Lundberg, Christian, and Joshua Gunn. “‘Ouija Board, Are There Any Communications?’: Agency, Ontotheology, and the Death of the Humanistic Subject, or, Continuing the ARS Conversation.” Rhetoric Society Quarterly 35.4 (2005): 83-105. Print.
In Lundberg and Gunn’s response to Cheryl Geisler’s piece on the ARS convention (see my previous post), they raise the concern that Geisler’s “report” had less to do with accurately reporting on the metting than arguing against the postmodern (or posthumanist, to use their term) views of agency. They argue that Geisler’s attempt to locate agency in the agent is a problematic attempt to maintain a view of the agent as autonomous and a mistaken conflation of the agent with agency. Such a view, they claim, is narrow in its conception of agency. They also characterize as narrow Geisler’s representation of posthumanist theories.
They begin their discussions likening the agent/agency relationship to the playing of an Ouija board, establishing an indeterminate view of agency. (After all, any one player or some other worldly spirit may be moving the planchette.) This indeterminate view represents for them the more postmodern view of rhetorical agency. Rather than trying to locate agency within the subject or the rhetor, they argue that agency can and does exist in a number of potential agents. The subject, too, is influenced by a number of external influences and is thus “produced” (86), making it harder to claim that the subject can always have agency.
But rather than this “problematized” sense of agency leading to agential paralysis or precluding the possibility of the agent having any rhetorical effects, they claim that the posthumanist view examines the agent/agency relationship as only one trope that allows us to investigate and interrogate these ideas (98). This is part of their desire for a “restless and relentless thinking” (98) about subjects like agency to add multiple, complicating, and ultimately illuminating layers to that idea.
In many respects, I find their discussions thought-provoking.

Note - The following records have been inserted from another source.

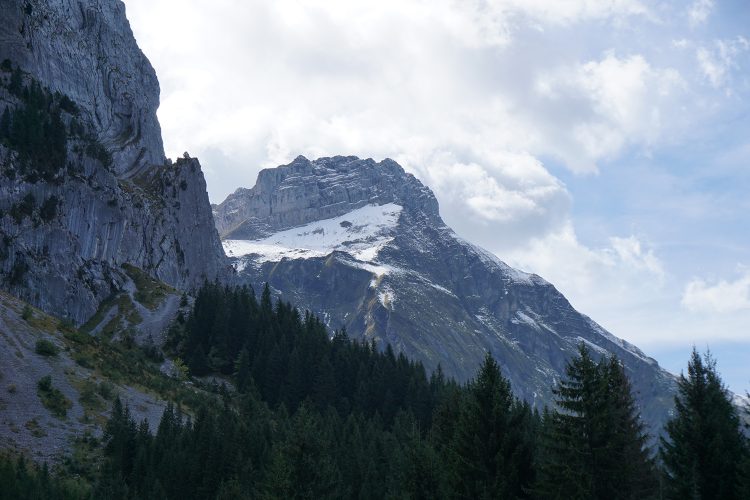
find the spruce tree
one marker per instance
(485, 449)
(703, 449)
(594, 443)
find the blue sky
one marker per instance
(603, 144)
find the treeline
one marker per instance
(319, 418)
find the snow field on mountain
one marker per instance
(362, 233)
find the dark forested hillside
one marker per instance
(302, 415)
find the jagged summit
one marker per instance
(90, 191)
(361, 244)
(305, 191)
(86, 51)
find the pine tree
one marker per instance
(703, 450)
(485, 449)
(594, 444)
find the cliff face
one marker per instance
(85, 50)
(369, 251)
(90, 190)
(304, 191)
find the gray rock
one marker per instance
(442, 300)
(85, 49)
(304, 191)
(140, 209)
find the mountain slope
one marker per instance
(362, 244)
(84, 185)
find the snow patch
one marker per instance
(361, 233)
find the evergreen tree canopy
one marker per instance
(594, 446)
(704, 447)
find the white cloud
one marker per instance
(615, 102)
(489, 102)
(699, 11)
(719, 60)
(718, 297)
(592, 277)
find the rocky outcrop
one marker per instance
(425, 291)
(85, 50)
(304, 191)
(95, 191)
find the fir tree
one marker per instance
(594, 444)
(703, 450)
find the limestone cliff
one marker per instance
(84, 185)
(362, 245)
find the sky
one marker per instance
(602, 144)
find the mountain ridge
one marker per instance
(426, 291)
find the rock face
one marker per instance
(305, 191)
(67, 228)
(362, 245)
(85, 49)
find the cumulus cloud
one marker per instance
(718, 60)
(718, 297)
(619, 101)
(491, 103)
(591, 277)
(699, 11)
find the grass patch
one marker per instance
(35, 429)
(125, 311)
(45, 348)
(149, 291)
(52, 399)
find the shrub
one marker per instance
(45, 348)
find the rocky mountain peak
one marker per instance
(361, 244)
(304, 191)
(89, 192)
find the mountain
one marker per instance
(361, 243)
(85, 188)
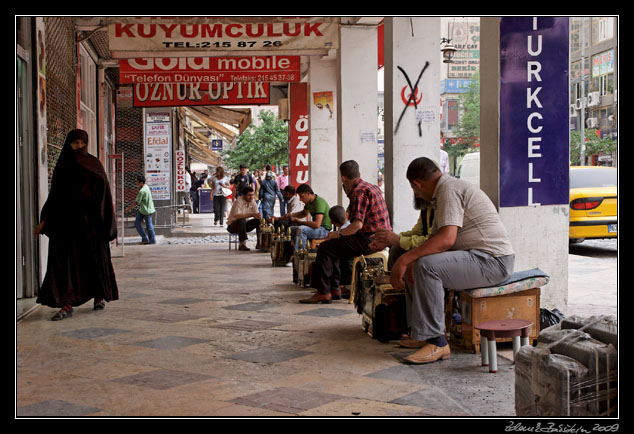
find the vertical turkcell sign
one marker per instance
(534, 136)
(299, 134)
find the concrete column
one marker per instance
(409, 43)
(357, 102)
(324, 170)
(539, 234)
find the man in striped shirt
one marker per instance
(367, 214)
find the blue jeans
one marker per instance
(148, 224)
(306, 233)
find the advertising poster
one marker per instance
(534, 135)
(158, 161)
(209, 69)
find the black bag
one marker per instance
(549, 318)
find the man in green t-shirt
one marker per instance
(146, 209)
(320, 224)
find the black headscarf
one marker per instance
(80, 193)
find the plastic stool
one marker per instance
(518, 329)
(233, 238)
(384, 254)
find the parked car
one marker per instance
(593, 202)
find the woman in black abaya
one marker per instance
(79, 219)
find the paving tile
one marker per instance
(162, 379)
(326, 312)
(403, 373)
(170, 342)
(250, 307)
(268, 355)
(286, 400)
(92, 333)
(182, 301)
(433, 399)
(249, 325)
(53, 407)
(169, 317)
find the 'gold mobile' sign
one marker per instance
(130, 36)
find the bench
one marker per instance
(516, 298)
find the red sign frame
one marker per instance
(299, 135)
(195, 94)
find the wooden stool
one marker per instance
(233, 238)
(517, 329)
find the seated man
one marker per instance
(469, 248)
(368, 214)
(318, 208)
(293, 204)
(244, 216)
(339, 218)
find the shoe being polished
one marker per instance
(318, 298)
(335, 294)
(429, 353)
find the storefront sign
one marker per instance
(193, 94)
(129, 36)
(209, 69)
(298, 134)
(158, 153)
(181, 173)
(534, 142)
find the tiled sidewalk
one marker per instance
(200, 330)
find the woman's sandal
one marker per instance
(63, 313)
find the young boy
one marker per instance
(146, 209)
(338, 217)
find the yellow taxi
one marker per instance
(593, 202)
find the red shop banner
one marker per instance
(193, 94)
(209, 69)
(298, 134)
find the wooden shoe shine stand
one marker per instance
(516, 299)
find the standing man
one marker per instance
(244, 217)
(468, 248)
(368, 214)
(243, 180)
(269, 190)
(146, 209)
(282, 182)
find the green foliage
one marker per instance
(261, 145)
(594, 145)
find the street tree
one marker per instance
(257, 146)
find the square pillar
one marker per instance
(412, 129)
(357, 102)
(322, 96)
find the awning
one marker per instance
(221, 120)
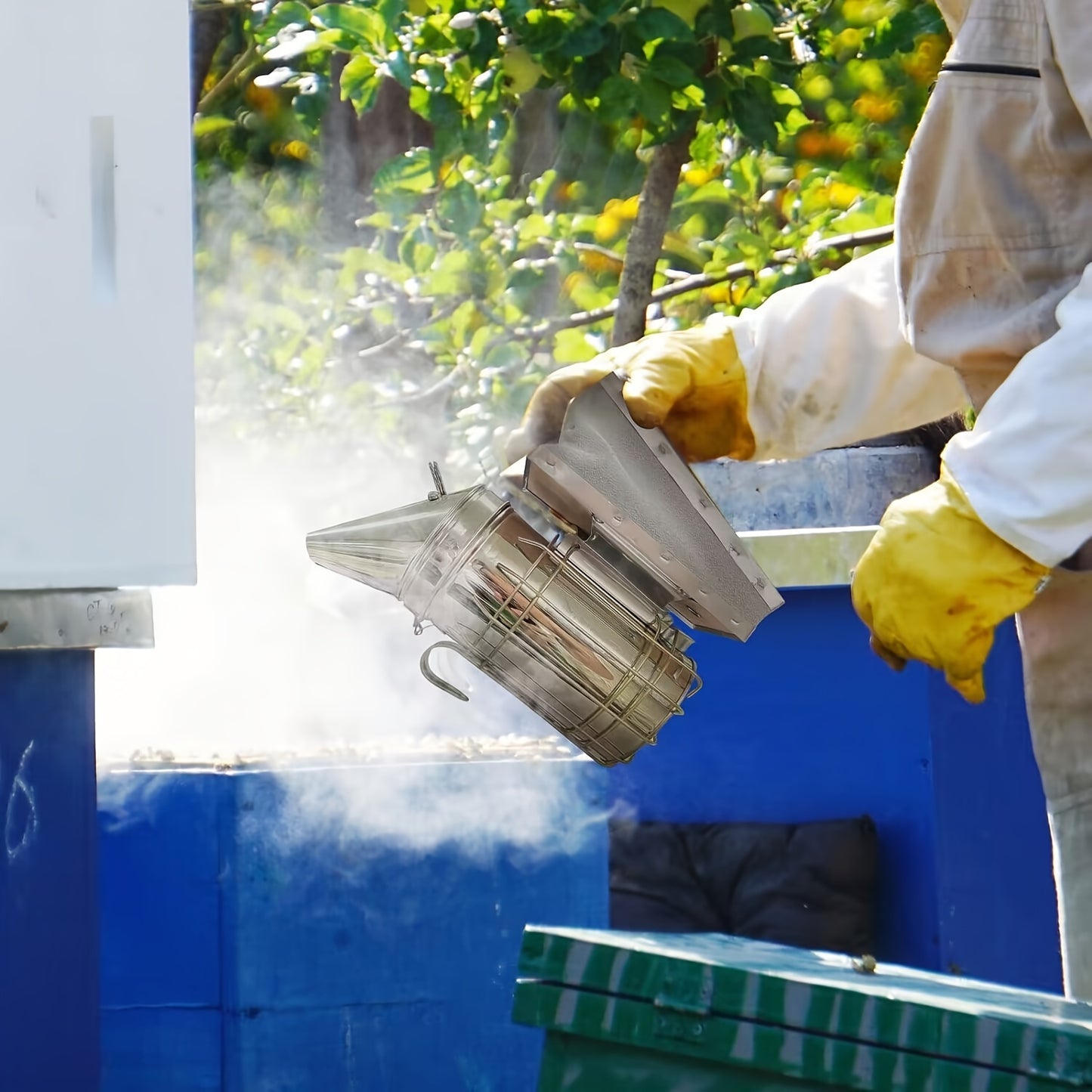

I, too, agree that a continual examination of the relationship of the agent and agency and of the possibility of locating agency within entities and forces beyond the sbuject will give us a deeper understanding of them. However, I tend to agree with Geisler, who in her response to this piece, claimed that this theorizing does not really get at her pedagogical concerns about rhetorical agency (109). Indeed, theory takes a dominant place in Lunberg and Gunn’s article, and I too wondered where the rhetorical rubber is to meet the pedagogical road. Certainly, theorizing agency will ultimately serve many benefits in developing how we view and analyze agency, but we should not theorize exclusively or at the expense of pedagogy either.